In 2003, according to The Wall Street Journal and The New York Times, a team of Bush administration lawyers wrote a memo concluding that President Bush is not bound by either an international treaty or a federal law that bans the use of torture.

Come on!

The Times reports that the lawyers even used this absurd argument to justify their findings that even if an interrogator knows that “severe pain will result from his actions, if causing such harm is not his objective, he lacks the requisite, specific intent even though the defendant did not act in good faith.”

Translated into English, they’re saying that even if some sadistic interrogator uses torture, it is not a problem as long as the interrogator has some goal other than just hurting the guy. His goal could be to go to sleep earlier that night. And so according to these findings, torture would be okay if he thought he might get some answers faster. As long as the interrogators’ reason for using the tire iron was to go to sleep early rather than to harm the subject, it’s okay? What kind of reasoning is that?

The report also says that the interrogator is not guilty of torture if he or she “has a good-faith belief his actions will not result in prolonged mental harm.” I have long accepted the administration’s controversial argument that many suspected terrorists should not be considered prisoners of war, thereby limiting their ability to challenge their detentions in U.S. courts. And I am willing to occasionally turn a blind eye if a key al Qaeda operative is being questioned abroad aggressively, even physically. And I believe Attorney General John Ashcroft when he said today the administration rejects torture as a matter of policy.

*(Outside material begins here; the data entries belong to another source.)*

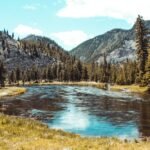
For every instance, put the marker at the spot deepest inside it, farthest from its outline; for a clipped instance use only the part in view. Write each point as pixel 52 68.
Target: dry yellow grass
pixel 11 91
pixel 25 134
pixel 130 88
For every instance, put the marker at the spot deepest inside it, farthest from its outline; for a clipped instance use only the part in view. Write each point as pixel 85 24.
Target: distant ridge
pixel 118 44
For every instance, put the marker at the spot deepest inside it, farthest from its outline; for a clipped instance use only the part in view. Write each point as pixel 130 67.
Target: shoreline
pixel 124 88
pixel 23 133
pixel 11 91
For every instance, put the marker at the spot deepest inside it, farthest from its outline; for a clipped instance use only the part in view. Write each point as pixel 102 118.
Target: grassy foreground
pixel 25 134
pixel 127 88
pixel 130 88
pixel 11 91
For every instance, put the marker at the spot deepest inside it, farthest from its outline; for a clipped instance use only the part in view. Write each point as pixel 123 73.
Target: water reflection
pixel 84 110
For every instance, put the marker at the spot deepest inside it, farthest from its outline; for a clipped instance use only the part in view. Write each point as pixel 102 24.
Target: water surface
pixel 87 111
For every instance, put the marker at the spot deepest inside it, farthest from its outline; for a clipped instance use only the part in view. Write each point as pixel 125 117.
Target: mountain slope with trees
pixel 118 44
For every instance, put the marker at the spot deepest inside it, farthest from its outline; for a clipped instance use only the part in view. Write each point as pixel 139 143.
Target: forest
pixel 71 69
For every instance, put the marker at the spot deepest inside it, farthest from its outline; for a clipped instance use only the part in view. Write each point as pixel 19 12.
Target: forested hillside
pixel 119 45
pixel 40 59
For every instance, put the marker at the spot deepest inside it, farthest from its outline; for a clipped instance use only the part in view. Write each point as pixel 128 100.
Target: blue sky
pixel 69 22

But the lawyers are still defending it as a matter of law. Language that will almost certainly be used as a defense by the soldiers accused of abusing prisoners at Abu Ghraib prison. This memo is clearly a lawyer’s effort to legally justify the legally unjustifiable. It effectively argues that no rules apply to the U.S. If true, what right would we possibly have to criticize others who torture U.S. citizens or our troops? We’re supposed to be better than that, even our lawyers.